Saturday, 27 August 2016

Environment Trumps Mutations in Madagascar Carp

Cyprinus carpio. Image courtesy of Alexander Francis Lydon, public domain.

Joel Kontinen

If Darwinists insist on describing the changes occurring in the common carp (Cyprinus carpio) as evolution, then it certainly is not of the Darwinian variety.

In Medieval Europe monks selectively bred carp that had fewer scales so the fish would be easier to prepare and cook.

While monks might not have been too fond of scales, fish need them as they protect them from parasites.

Some of these so-called mirrow carp were eventually set free in Madagascar in 1912.

A paper published in the Proceedings of the Royal Society B shows that while the carp had a loss-of-function mutation resulting in “reduced scale cover”, they are now mostly covered with scales.

It seems that the environment helped them to regain something they once had.

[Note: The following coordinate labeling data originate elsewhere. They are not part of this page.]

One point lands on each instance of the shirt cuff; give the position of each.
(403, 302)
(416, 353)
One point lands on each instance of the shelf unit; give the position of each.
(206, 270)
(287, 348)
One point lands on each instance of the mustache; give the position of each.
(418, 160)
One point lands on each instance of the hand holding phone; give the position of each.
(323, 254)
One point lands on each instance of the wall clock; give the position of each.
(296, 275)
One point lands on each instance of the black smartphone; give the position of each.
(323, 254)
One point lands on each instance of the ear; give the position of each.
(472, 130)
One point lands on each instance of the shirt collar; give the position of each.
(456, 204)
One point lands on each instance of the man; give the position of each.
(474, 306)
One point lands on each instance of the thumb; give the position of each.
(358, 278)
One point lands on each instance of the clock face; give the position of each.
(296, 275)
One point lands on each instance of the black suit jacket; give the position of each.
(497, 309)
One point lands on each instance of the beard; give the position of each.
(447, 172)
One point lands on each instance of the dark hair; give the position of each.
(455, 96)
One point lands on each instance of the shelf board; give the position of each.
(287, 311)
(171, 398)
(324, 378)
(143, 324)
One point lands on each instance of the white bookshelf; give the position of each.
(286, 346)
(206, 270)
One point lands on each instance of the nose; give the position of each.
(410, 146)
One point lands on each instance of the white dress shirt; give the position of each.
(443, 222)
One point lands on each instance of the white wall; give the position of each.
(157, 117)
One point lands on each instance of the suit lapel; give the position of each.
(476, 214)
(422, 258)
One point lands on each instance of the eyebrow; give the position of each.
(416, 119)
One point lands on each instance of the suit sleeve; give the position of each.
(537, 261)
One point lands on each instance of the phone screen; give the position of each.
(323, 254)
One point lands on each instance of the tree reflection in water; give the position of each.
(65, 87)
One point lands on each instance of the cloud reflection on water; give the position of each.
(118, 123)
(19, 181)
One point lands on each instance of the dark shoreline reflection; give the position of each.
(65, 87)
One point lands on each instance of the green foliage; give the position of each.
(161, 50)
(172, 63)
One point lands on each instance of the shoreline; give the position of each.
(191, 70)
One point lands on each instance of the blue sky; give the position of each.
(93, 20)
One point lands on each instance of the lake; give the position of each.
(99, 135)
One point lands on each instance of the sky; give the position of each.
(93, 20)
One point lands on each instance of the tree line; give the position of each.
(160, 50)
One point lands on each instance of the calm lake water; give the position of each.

Nothing new is introduced; no evolution is occurring.

Thus, environmental factors trump mutations.

There was a time when most Darwinists believed random mutations and natural selection ran the show.

Now, they’re not too sure. Things like epigenetics and quality control in cells are prompting some prominent scientists to discard old orthodoxy.

No wonder the Royal Society is arranging a conference that will take a critical look at neo-Darwinism.


Panko, Ben. 2016. Carp undergo ‘reverse evolution’ to get their scales back. Science (23 August).